Tens of thousands of dollars from European and other donors will go toward repairing the damage at the three sites – first at this ancient Phoenician port city whose history stretches back 7,000 years, then to Roman ruins at Baalbek and Roman-era frescos in Tyre.
But officials say they also worry that many other historic sites, such as old souks, or markets, not listed by UNESCO as World Heritage sites, also were damaged and are getting less attention.
In Byblos, once teeming with fishermen and tourists, the famous ruins of the crumbling castle-fortress, which have provided the backdrop for dozens of international concerts, are now blackened at the base with scum from an oil spill. The oil spilled after Israeli airstrikes hit fuel storage tanks on Lebanon’s coast in July, during the war against Hezbollah.
The cost of the cleanup could be around $100,000, and the work is expected to start within days after money arrives and coordination with Lebanese officials is completed, said Mounir Bouchenaki, who headed a UNESCO team that traveled to Lebanon to inspect the sites after the Aug. 14 cease-fire.

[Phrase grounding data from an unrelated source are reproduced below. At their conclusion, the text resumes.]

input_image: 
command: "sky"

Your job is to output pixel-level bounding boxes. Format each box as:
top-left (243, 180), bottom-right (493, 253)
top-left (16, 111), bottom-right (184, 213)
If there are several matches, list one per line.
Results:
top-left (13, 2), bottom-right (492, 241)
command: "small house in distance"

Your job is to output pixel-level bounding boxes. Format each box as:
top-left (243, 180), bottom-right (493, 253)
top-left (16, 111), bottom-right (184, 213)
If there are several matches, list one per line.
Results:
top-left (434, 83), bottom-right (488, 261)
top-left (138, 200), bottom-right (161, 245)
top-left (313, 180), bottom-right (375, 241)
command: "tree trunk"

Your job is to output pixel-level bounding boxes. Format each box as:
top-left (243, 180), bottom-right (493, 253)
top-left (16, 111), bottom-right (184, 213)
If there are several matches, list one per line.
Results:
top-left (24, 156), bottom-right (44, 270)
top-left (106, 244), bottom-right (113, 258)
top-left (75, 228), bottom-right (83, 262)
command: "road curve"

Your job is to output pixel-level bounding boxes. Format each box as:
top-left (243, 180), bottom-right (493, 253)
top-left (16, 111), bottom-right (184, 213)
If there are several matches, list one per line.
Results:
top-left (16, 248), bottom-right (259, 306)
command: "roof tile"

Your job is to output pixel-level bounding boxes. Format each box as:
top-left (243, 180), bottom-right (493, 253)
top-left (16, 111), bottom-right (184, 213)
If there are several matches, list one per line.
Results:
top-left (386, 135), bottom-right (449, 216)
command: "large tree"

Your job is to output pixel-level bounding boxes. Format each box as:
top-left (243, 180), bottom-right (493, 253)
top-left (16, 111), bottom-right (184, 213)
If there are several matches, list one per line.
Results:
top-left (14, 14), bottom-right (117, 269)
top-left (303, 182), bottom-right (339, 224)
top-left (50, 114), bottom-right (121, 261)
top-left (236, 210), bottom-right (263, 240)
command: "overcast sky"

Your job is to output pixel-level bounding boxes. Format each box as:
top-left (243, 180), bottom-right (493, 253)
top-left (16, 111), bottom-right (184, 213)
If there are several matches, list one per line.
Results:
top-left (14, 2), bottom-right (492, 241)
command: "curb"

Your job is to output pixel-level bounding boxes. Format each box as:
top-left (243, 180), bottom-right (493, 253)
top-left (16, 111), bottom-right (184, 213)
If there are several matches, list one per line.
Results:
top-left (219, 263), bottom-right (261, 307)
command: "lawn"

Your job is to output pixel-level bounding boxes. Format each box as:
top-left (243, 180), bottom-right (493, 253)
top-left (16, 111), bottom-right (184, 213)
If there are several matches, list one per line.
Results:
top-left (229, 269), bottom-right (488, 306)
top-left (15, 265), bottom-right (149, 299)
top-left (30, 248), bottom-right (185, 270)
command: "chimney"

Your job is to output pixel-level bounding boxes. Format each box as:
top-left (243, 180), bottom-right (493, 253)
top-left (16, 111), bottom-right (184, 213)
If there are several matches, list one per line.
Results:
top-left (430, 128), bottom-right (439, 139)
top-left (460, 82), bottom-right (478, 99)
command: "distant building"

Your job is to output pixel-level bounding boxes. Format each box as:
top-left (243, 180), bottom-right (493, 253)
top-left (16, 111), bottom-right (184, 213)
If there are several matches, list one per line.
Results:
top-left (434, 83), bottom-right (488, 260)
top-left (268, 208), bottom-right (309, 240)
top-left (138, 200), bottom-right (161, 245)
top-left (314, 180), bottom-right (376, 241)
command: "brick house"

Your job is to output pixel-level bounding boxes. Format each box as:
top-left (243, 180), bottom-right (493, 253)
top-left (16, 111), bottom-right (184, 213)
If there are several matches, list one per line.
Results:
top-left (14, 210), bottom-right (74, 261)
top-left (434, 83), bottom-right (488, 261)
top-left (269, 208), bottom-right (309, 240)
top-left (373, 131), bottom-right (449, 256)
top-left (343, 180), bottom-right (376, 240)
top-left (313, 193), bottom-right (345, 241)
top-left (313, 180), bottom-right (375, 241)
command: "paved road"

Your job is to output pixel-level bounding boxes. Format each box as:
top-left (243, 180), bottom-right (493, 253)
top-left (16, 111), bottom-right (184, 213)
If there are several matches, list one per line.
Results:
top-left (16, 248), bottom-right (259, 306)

Byblos, one of the oldest inhabited cities in the world, has been linked to the legends and history of the Mediterranean region for thousands of years and is directly associated with the history and diffusion of the Phoenician alphabet. The English word Bible is believed to be derived from Byblos, meaning “the papyrus,” or “the book.”
The charming harbor town is a major tourist site where international summer festivals are held every summer.
Other challenges await.
Down the southern coast at Tyre, valuable frescoes in a Roman-era tomb were shaken to the ground. And inland, a block of stone at the Roman ruins of Baalbek was toppled. In addition, already existing cracks in the temples of Jupiter and Bacchus at Baalbek may have widened because of vibrations from bombings in the area, says the UNESCO team and Lebanese officials.